Bacterial DNA of the isolate, capable of degrading MC, was extracted from 5 ml overnight culture by using QIAamp DNA Mini Kit (Qiagen Inc., Valencia, CA). A 350 bp of the 16S rRNA gene was amplified by polymerase chain reaction (PCR) using specific universal primers (Poppert et al., 2005). A 350-bp product was amplified using forward primer (5′-AACTGGAGGAAGGTGGGGAT-3′) and reverses primer (5′-AGGAGGTGATCCAACCGCA-3′). The PCR mixture consisted of 30 pmol of each primer, 10 ng of chromosomal DNA, 200 μM dNTPs and 2.5 units of Taq polymerase with 10 μl of polymerase buffer containing MgCl2. The PCR was carried out for 35 cycles of 94 °C for 1 min, 55 °C for 1 min and then 72 °C for 2 min (Alamri, 2010). The PCR product was analyzed on 1.0% agarose gel containing 0.5 μg ml−1 ethidium bromide and visualized by BioRad Gel Documentation System 2000. Electrophoresis was carried out for 20 min at 150 V. Sequencing steps were performed at Macrogen Comp., Korea. The 16S rRNA gene PCR product was sequenced by Macrogen Company, Korea. Homology of the 16S rRNA gene sequence of the isolates, with reference 16S rRNA gene sequences, was analyzed using the BLAST algorithm in GenBank available in the National Centre for Biotechnology Information (NCBI).
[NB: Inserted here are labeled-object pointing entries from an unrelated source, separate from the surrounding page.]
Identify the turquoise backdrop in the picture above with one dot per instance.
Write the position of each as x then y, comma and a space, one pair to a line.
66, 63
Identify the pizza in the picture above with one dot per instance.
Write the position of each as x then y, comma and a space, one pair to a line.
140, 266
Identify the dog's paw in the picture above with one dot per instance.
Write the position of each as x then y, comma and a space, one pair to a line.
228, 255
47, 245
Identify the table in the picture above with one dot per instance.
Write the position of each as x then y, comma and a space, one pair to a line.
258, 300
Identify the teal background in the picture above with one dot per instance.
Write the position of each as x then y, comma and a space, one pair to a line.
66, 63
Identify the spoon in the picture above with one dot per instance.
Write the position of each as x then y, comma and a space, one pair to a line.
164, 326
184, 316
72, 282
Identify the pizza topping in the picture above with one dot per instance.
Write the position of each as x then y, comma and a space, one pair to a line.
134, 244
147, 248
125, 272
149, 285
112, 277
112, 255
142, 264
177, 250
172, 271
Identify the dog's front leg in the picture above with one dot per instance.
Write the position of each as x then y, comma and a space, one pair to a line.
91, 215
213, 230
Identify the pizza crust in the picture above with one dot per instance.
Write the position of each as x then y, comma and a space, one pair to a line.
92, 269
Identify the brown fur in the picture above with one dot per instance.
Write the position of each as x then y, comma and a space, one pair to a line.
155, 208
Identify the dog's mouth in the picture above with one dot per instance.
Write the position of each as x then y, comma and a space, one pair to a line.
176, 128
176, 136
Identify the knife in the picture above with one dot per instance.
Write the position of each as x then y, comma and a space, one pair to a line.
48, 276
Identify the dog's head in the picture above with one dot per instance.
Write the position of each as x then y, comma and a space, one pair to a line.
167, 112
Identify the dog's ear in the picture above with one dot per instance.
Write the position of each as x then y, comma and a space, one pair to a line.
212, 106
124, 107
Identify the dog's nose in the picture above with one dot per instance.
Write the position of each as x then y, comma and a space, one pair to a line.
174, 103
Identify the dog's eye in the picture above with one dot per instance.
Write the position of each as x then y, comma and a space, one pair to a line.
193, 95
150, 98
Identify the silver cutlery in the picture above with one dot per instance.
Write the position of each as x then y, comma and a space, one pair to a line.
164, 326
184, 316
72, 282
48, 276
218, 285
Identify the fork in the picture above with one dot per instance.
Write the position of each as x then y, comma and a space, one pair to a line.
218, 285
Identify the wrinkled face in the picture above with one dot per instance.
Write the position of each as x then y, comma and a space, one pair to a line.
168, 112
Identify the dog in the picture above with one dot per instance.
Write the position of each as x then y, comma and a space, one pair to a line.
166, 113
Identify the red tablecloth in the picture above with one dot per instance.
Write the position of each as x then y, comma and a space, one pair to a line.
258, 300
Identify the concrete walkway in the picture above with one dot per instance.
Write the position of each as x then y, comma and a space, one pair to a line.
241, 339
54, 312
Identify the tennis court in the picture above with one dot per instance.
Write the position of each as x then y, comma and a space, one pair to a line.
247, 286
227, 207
2.3. Detection of gene involved in microcystin degradation

Specific oligonucleotide primer MF, 5′-GACCCGATGTTCAAGATACT-3′ and MR, 5′-CTCCTCCCACAAATCAGGAC-3′ (Saito et al., 2003) were used in PCR to screen bacterial isolates containing the mlrA gene (800 bp). Amplifications were conducted on a BioRad MyCycler thermocycler under conditions previously documented by Ho et al. (2006). PCR product was analyzed by electrophoresis on a 1% agarose gel containing 0.5 μg ml−1 ethidium bromide and visualized by BioRad Gel Documentation System 2000.
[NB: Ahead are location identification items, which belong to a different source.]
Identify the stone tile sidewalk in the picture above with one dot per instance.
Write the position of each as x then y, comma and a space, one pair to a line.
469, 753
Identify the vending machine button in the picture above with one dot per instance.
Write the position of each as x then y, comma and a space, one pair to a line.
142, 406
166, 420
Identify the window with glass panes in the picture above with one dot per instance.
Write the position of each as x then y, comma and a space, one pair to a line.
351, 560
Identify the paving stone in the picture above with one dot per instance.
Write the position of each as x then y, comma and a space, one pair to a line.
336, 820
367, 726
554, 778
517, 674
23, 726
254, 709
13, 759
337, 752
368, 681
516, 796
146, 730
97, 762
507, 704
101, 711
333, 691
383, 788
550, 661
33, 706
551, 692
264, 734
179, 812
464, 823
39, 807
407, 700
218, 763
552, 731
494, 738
2.4. Biodegradation of microcystin-RR

To study degradation of MC, the MC degrading bacterium was cultured overnight on an orbital shaker at 140 rpm in NB medium at 28 °C, harvested at the exponential phase and used for biodegradation experiment. The grown cells were inoculated into three sterile 100 ml Erlenmeyer flasks containing 50 ml NB liquid medium, and MC-RR (95%, provided by Prof. Dr. Zakaria A. Mohamed, King Khalid University) at a concentration of 10 mg l−1. Flasks with NB medium containing 10 mg l−1 MC-RR without bacterial cells were used as control. Treated and control cultures were shaken (140 rpm) in the dark at 28 °C. One ml of samples was withdrawn carefully under sterile conditions at zero time and 1-d intervals for 10 d. Each sample was monitored for bacterial growth by measuring the optical density (OD) spectrophotometrically at 600 nm wavelength. The samples were then centrifuged (10,000g) and the supernatants were kept in glass tubes for the determination of non-degraded MC by ELISA. ELISA was used with no further sample preparation and run using the Envirologix kit for MCs according to Envirologix manufacturer protocol (Carmichael and An, 1999).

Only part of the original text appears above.